ISLAMABAD: Pakistan’s merchandise exports rose 10.54 per cent to $30.64 billion in 2023-24 from $27.72bn in the preceding year, according to data released by the Pakistan Bureau of Statistics (PBS) on Tuesday.

Exports increased steadily from July 2023 until they turned negative in January. This negative trend persisted until April. After a temporary setback, growth regained momentum in May and continued into June.

The country witnessed its highest-ever exports in 2021-22, reaching a staggering $31.78bn. However, the following year saw a decline, with exports dropping to $27.54bn.

A range of initiatives implemented by the caretaker government resulted in a significant boost to exports which jumped to $30.65bn in FY24.

Trade gap widens 30pc to $2.39bn in June

In June, exports reached $2.53bn, up from $2.35bn in the same month last year, indicating a growth of 7.34pc. However, they saw a decline of 10.92pc month-on-month.

Exports have witnessed a negative growth of 8.38pc, 0.39pc, 7.49pc and 1.06 in April, March, February and January, respectively. However, it recorded an increase of 19pc in May.

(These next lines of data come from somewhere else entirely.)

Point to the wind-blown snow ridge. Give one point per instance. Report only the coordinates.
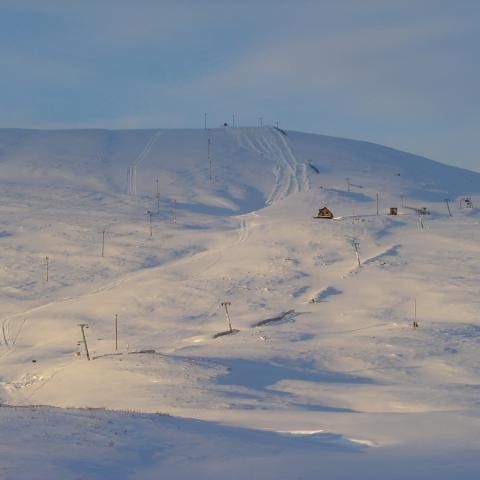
(290, 176)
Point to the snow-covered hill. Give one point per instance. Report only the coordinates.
(232, 222)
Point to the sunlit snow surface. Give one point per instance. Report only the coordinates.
(334, 380)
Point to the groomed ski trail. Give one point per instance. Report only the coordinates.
(132, 169)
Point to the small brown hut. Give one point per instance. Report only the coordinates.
(324, 213)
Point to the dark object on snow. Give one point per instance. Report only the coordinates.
(281, 131)
(466, 202)
(422, 211)
(324, 213)
(226, 332)
(268, 321)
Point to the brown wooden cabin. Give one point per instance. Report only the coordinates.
(324, 213)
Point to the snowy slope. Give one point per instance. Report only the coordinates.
(344, 361)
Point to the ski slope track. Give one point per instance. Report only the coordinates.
(325, 372)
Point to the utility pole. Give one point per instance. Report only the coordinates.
(149, 213)
(415, 322)
(448, 207)
(84, 341)
(116, 332)
(226, 305)
(103, 242)
(355, 247)
(209, 158)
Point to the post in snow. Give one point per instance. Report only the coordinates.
(149, 213)
(116, 332)
(83, 326)
(355, 247)
(448, 207)
(226, 305)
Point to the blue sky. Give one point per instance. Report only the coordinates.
(401, 73)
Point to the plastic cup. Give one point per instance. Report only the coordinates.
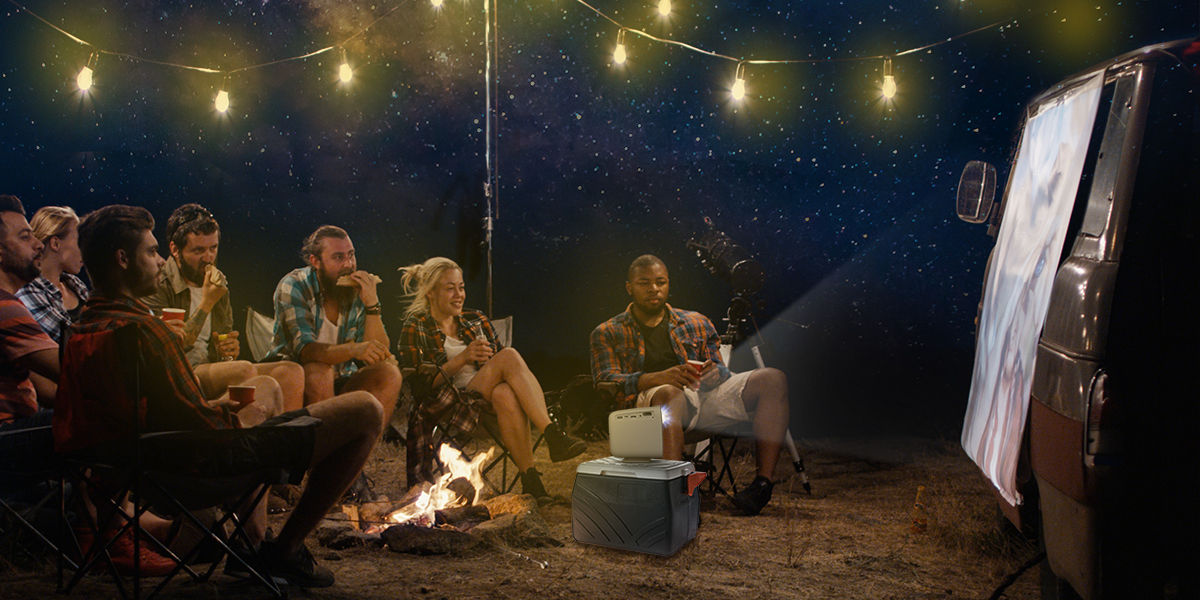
(241, 394)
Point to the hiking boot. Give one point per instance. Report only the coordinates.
(299, 569)
(755, 496)
(151, 564)
(361, 491)
(563, 447)
(531, 484)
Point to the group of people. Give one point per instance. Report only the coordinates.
(331, 358)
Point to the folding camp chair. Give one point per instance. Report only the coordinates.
(168, 473)
(31, 495)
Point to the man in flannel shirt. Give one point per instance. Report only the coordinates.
(335, 331)
(121, 256)
(29, 359)
(646, 352)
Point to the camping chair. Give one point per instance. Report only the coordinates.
(31, 495)
(487, 429)
(168, 473)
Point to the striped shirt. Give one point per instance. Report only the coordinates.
(45, 300)
(19, 336)
(618, 351)
(299, 311)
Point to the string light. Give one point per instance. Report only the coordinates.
(618, 53)
(889, 82)
(345, 73)
(738, 90)
(84, 79)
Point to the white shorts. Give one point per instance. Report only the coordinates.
(717, 409)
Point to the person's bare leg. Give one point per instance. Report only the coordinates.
(514, 425)
(215, 377)
(291, 377)
(382, 381)
(766, 397)
(318, 382)
(509, 367)
(672, 429)
(268, 401)
(351, 425)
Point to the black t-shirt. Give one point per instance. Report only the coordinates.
(659, 354)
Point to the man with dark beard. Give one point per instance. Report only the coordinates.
(328, 318)
(191, 281)
(121, 256)
(29, 359)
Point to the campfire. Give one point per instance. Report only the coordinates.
(462, 485)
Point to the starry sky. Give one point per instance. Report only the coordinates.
(845, 201)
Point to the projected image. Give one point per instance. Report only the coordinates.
(1045, 180)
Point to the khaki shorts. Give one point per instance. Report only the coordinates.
(717, 409)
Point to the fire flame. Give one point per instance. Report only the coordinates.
(439, 496)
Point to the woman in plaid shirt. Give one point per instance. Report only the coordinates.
(474, 373)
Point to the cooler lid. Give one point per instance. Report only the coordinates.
(654, 468)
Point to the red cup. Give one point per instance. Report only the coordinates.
(241, 394)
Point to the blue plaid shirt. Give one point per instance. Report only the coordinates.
(299, 311)
(45, 300)
(618, 349)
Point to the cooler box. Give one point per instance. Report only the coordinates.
(649, 507)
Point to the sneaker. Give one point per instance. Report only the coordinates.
(151, 564)
(299, 569)
(563, 447)
(755, 496)
(531, 484)
(361, 491)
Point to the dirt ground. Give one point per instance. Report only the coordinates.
(850, 539)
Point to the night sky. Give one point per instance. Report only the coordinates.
(845, 201)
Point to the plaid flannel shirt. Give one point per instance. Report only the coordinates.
(618, 351)
(45, 300)
(299, 310)
(421, 342)
(173, 400)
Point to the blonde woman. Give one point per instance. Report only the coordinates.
(469, 359)
(57, 297)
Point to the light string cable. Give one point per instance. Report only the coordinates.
(138, 58)
(623, 29)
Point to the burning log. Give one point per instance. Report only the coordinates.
(425, 540)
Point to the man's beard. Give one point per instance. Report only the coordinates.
(192, 275)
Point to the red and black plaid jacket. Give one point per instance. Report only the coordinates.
(456, 412)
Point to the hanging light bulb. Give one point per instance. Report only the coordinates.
(84, 78)
(618, 53)
(222, 101)
(345, 73)
(738, 90)
(889, 82)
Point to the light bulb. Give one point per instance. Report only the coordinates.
(84, 79)
(222, 101)
(739, 89)
(889, 87)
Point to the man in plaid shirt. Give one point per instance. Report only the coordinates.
(334, 328)
(660, 355)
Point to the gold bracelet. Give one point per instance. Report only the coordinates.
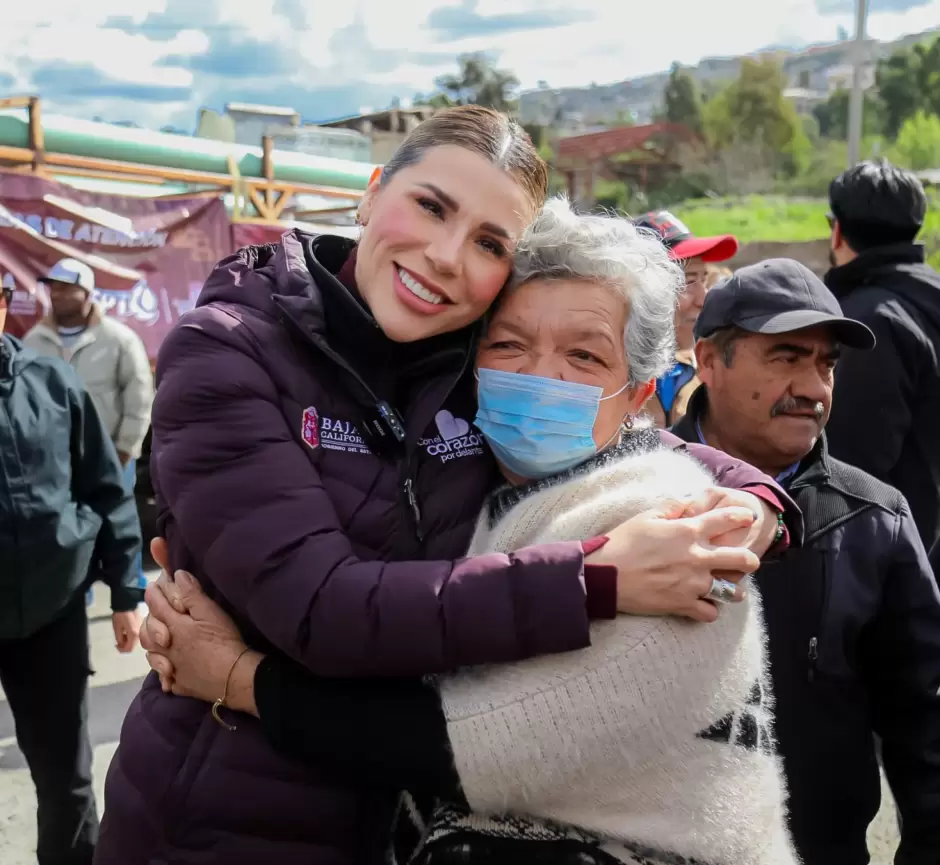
(218, 704)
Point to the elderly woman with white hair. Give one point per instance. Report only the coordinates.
(652, 745)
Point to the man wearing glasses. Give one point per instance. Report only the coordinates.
(674, 389)
(63, 505)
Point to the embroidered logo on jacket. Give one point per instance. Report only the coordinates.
(454, 439)
(336, 435)
(310, 427)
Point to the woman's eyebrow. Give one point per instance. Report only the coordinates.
(591, 335)
(451, 204)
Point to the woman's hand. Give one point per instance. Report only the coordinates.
(665, 563)
(192, 644)
(758, 538)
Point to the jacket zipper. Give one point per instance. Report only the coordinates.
(415, 510)
(408, 482)
(408, 487)
(813, 654)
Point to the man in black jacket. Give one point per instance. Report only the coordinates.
(853, 617)
(886, 418)
(64, 515)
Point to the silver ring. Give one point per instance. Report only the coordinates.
(721, 592)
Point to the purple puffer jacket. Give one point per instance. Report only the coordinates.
(344, 561)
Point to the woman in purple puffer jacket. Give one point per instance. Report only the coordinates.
(316, 470)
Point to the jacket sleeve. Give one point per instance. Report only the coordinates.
(873, 395)
(736, 474)
(135, 382)
(249, 505)
(380, 732)
(902, 660)
(98, 482)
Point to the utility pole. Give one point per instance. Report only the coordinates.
(857, 97)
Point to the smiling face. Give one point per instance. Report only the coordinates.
(437, 242)
(572, 331)
(771, 402)
(71, 304)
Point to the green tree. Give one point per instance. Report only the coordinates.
(909, 81)
(833, 116)
(479, 82)
(918, 144)
(752, 110)
(681, 100)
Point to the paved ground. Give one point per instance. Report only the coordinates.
(116, 681)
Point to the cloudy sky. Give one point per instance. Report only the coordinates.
(156, 62)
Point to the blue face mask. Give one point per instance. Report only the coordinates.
(535, 426)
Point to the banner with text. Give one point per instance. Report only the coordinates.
(150, 256)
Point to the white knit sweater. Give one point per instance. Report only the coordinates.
(656, 738)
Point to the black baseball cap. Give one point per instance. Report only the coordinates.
(778, 296)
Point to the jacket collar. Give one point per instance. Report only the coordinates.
(847, 277)
(13, 356)
(814, 468)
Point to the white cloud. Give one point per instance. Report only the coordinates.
(157, 61)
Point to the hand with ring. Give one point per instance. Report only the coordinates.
(723, 592)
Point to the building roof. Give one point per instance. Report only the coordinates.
(610, 142)
(249, 108)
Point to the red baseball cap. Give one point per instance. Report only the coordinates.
(682, 244)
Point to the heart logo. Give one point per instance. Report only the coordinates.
(450, 427)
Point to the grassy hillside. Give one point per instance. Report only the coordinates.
(757, 217)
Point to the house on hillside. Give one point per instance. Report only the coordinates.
(637, 155)
(384, 129)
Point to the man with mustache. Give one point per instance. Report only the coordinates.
(853, 617)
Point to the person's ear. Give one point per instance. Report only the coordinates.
(367, 202)
(639, 396)
(706, 356)
(838, 239)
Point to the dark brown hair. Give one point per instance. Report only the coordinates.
(494, 136)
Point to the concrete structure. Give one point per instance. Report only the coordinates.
(385, 129)
(812, 74)
(245, 124)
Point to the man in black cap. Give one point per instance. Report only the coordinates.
(853, 617)
(887, 416)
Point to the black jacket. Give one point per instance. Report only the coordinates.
(886, 406)
(65, 515)
(853, 623)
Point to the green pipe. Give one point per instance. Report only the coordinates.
(143, 147)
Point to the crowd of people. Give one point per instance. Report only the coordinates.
(503, 534)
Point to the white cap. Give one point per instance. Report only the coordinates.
(72, 271)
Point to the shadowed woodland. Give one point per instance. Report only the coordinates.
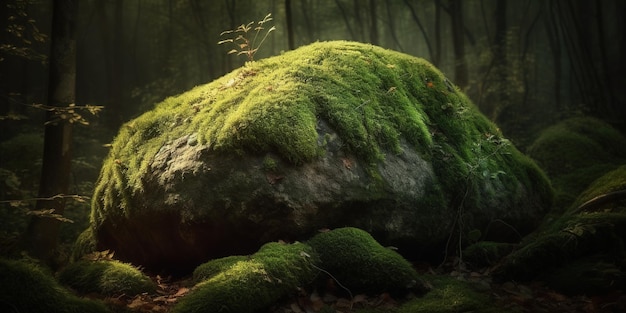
(548, 73)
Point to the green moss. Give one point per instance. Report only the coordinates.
(250, 285)
(450, 295)
(26, 287)
(577, 151)
(612, 181)
(372, 97)
(361, 264)
(269, 164)
(106, 277)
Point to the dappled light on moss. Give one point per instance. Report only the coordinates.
(106, 277)
(27, 287)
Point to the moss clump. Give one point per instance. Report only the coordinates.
(450, 295)
(358, 262)
(577, 151)
(611, 182)
(209, 269)
(254, 283)
(106, 277)
(26, 287)
(575, 235)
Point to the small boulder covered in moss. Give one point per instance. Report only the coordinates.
(27, 287)
(358, 262)
(584, 246)
(575, 152)
(250, 284)
(349, 256)
(106, 277)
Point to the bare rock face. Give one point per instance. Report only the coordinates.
(329, 135)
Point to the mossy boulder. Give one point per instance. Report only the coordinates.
(360, 264)
(106, 277)
(582, 249)
(252, 283)
(331, 134)
(575, 152)
(27, 287)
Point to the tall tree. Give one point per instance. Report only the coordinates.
(455, 9)
(43, 231)
(289, 17)
(373, 23)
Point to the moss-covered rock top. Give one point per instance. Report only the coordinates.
(373, 98)
(331, 134)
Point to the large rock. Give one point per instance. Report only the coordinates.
(332, 134)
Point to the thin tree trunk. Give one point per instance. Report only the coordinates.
(43, 232)
(346, 19)
(289, 17)
(460, 65)
(373, 23)
(421, 27)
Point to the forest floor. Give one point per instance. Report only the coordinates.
(532, 297)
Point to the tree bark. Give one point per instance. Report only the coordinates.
(373, 23)
(289, 17)
(43, 232)
(460, 65)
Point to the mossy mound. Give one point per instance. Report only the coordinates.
(328, 135)
(209, 269)
(594, 232)
(577, 151)
(360, 264)
(348, 256)
(106, 277)
(26, 287)
(252, 284)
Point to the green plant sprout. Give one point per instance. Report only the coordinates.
(243, 44)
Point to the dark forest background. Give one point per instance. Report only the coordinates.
(525, 63)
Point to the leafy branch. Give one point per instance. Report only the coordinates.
(242, 42)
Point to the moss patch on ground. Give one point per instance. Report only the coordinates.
(372, 97)
(106, 277)
(254, 283)
(574, 238)
(360, 264)
(575, 152)
(26, 287)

The projected export target for FY25 is $32.3bn, representing a modest increase of 6.6pc.

Exporter associations have cautioned the government about the potential negative impact of the tax measures outlined in the budget 2024-25. They believe these steps could result in a decline in the country’s export earnings.

There is concern that exporters may declare a lower value of their proceeds to reduce their tax payments. Additionally, this practice of under-invoicing will result in a loss of foreign exchange earnings from exports to other countries.

Trade deficit

According to the PBS data, imports fell 0.84pc to $54.73bn in FY24 compared to $55.19bn in FY23. However, in June, imports stood at $4.91bn as against $4.18bn over the corresponding month of last year, indicating a growth of 17.43pc.

The import target for FY25 is projected at $57.3bn.

The trade deficit widened by 30.39pc to $2.39bn in June from $1.83bn in the corresponding month last year. However, the trade gap narrowed to $24.08bn in FY24 from $27.47bn over the previous year.

Rising exports might bring some joy to the government which has set an ambitious target to increase exports to $100bn by the end of FY28. The International Monetary Fund (IMF) however doesn’t share the Commerce Ministry’s optimism as its projections for the next five years, during the first review of the previous $3bn Stand-by Arrangement, were way below the $100bn mark.

The Fund anticipated that Pakistan’s exports will gradually increase from $30.84bn in FY24 to $32.35bn in FY25, $34.68bn in FY26, $37.25bn in FY27 and $39.46bn in FY28.

The IMF’s target appears more realistic as, according to the data, exports recorded an average monthly growth of 3.03pc during the outgoing fiscal year.